Published: Thursday, October 4, 2018

Dubai South will invest Dh1 billion in the development of facilities and infrastructure with key focus on logistics sector in the next few years, said its executive chairman.

Khalifa Al Zaffin said logistics sector in Dubai South is seeing double-digit growth year-on-year and its proximity to Expo 2020 site will greatly benefit both the projects.

“We will be easily talking about Dh1 billion investment from Dubai South in facilities and infrastructure in the next 2-3 years,” he said, adding that work is going on at Al Maktoum Airport every fast and it is ahead of time.

Al Zaffin was speaking after the opening of new cargo terminal by RSA National, a joint venture between US-based National and the UAE-based RSA Global, at Dubai World Central in Dubai South.

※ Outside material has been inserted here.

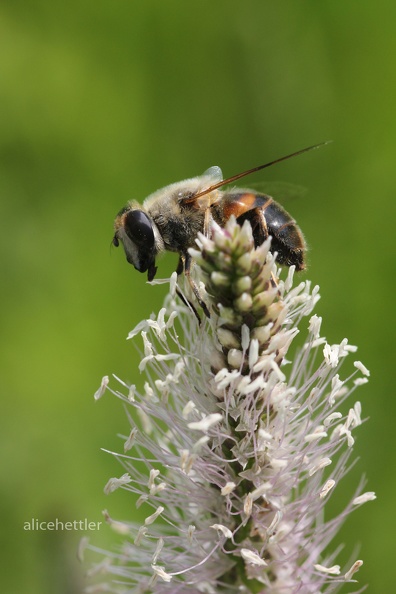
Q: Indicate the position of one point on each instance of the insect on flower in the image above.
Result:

Sheikh Ahmed bin Saeed Al Maktoum, Chairman of Dubai Airports; President of the Dubai Civil Aviation Authority; Chairman and CEO of Emirates Group, and Paul Griffiths, CEO, Dubai Airports, attended the opening ceremony. “We have witnessed impressive freight growth at DWC since it first opened in 2010. The airport has quickly ascended the global rankings for international freight volumes and is now ranked in the top 20. We have achieved this by developing and implementing leading-edge customer centric processes, technology and infrastructure,”  said Griffiths. He  also said Al Maktoum airport is seeing more flights from Russian airlines. However some of the operations of Emirates airline and flydubai will be shifted towards Al Maktoum airport during the runway refurbishment next year.

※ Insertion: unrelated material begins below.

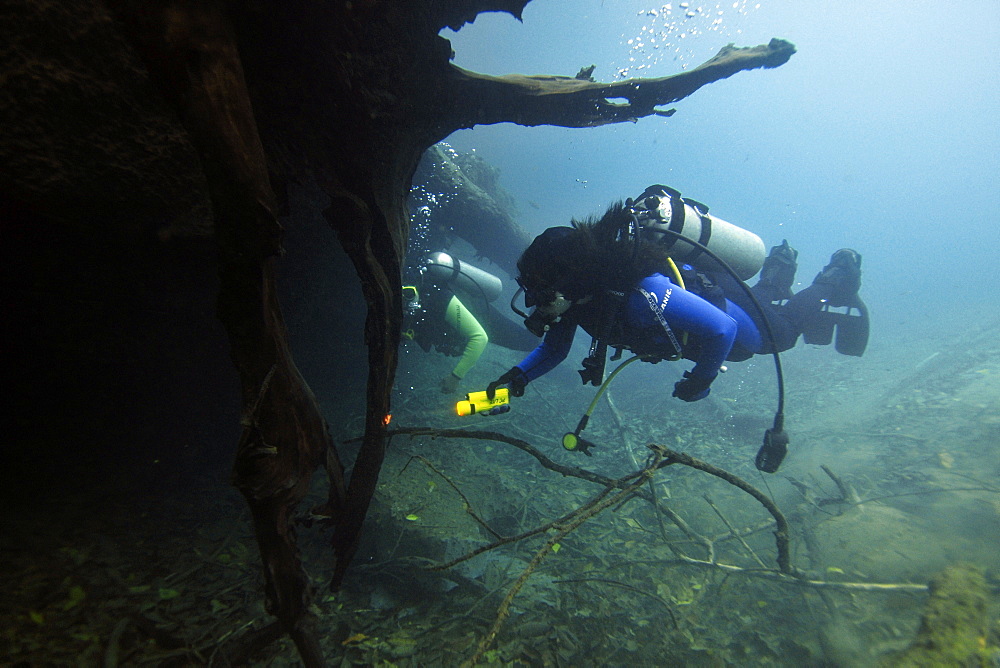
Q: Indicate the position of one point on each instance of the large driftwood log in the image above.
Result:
(190, 51)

Spread over 13,000sqm of area, Abhishek Ajay Shah, co-founder and Group CEO of RSA Global, said the company has invested Dh50 million in the first phase in the newly-opened facility. The second phase will see an additional 18,000 sqm expansion with much more higher investment in line with the growth of logistics and aviation sector in Dubai. The company currently operates 25 facilities in three countries – UAE, India and Kenya. “We are looking at growing extensively at China, Hong Kong, Saudi Arbaia and Egypt. We will follow sustainable model of similar set up with end-to-end services,” Shah said. 

Jacob Matthew, President – ME and Pac Rim and Board Member, National said completion of the first phase of the first commercial cargo terminal at Dubai World Central is an important step in the context of the UAE aviation industry, a vital driving force of the country’s economic diversification plan. 

“Non-oil sectors such as manufacturing, aviation and logistics are important contributors to the GDP with a contribution expected to account for nearly 90 per cent of the economy by 2025. The cargo industry itself is witnessing major developments and recently recorded robust growth. Innovation in the transport industry is important, and as logistics providers with our own aircraft fleet, we constantly strive to improve efficiency around the movement of goods and also customer service,” Matthew added.